Andy didn’t think he would care for that. You didn’t get hurt, apparently, but it wasn’t dignified to be dangled in mid-air by something that looks like a fifteen-foot-high purple squid standing on the tips of its tentacles.

His first project after entering the city was to find himself a car. He had driven in from Arizona that morning in quite a decent late-model Buick that he had picked up in Tucson, plenty of power and style, but by now he expected that there were alerts out for it everywhere and it didn’t seem wise to try to bring it through the wall. So, with great regret, he had left it parked out there and gone in on foot.

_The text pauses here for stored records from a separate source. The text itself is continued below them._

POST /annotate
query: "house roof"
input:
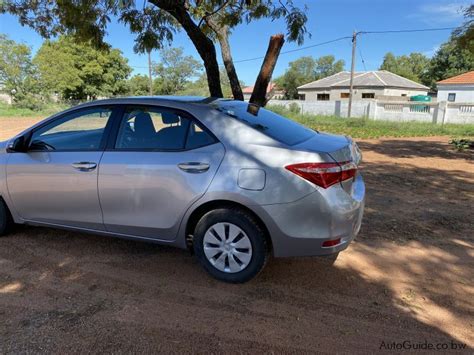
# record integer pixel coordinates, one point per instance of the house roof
(249, 89)
(463, 79)
(380, 78)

On Valley Boulevard about two blocks in from the wall he came upon a late-model Toshiba El Dorado that looked pretty good to him. He matched frequencies with its lock and slipped inside and took about ninety seconds to reprogram its drive control to his personal metabolic cues. The previous owner, he thought, must have been fat as a hippo and probably diabetic: her glycogen index was absurd and her phosphines were wild.

“Pershing Square,” he told the car.

It had nice capacity, maybe 90 megabytes. It turned south right away and found the old freeway and drove off toward downtown. Andy figured he’d set up shop in the middle of things, work two or three quick pardons to keep his edge sharp, get himself a hotel room, a meal, maybe hire some companionship. And then think about the next move. Stay in L.A. a week or so, no more than that. Then head out to Hawaii, maybe. Or down to South America. Meanwhile, L.A. wasn’t such a bad place to be, this time of year. It was the middle of winter, yes, but the Los Angeles winter was a joke; that golden sun, those warm breezes coming down the canyons. Andy was glad to be back in the big town at last, at least for a little while, after five years roving the boondocks.

A couple of miles east of the big downtown interchange, traffic suddenly began to back up. Maybe an accident ahead, maybe a roadblock: no way of knowing until he was there. Andy told the Toshiba to get off the freeway.

Slipping through roadblocks could have its scary aspects and even under favorable conditions called for a lot of hard work. He preferred not to deal with them. He knew that he probably could fool any kind of software at a roadblock and certainly any human cop, but why bother if you didn’t have to?

After some zigging and zagging, heading basically in the general direction of the downtown towers, he asked the car where he was.

The screen lit up. Alameda near Banning, it said. Right at the edge of downtown, looked like. He had the car drop him at Spring Street, a couple of blocks from Pershing Square. “Pick me up at 1830 hours,” Andy told it. “Corner of—uram—Sixth and Hill.”

It went away to park itself and he headed for the Square to peddle some pardons.

 

It wasn’t Andy’s plan to check in with the Mary Canary syndicate. They wouldn’t welcome him very warmly, and in any case he was planning to be in town only a short while, too short for them to be able to track him down, so why split the fees with them? He’d be gone before they ever knew he was here.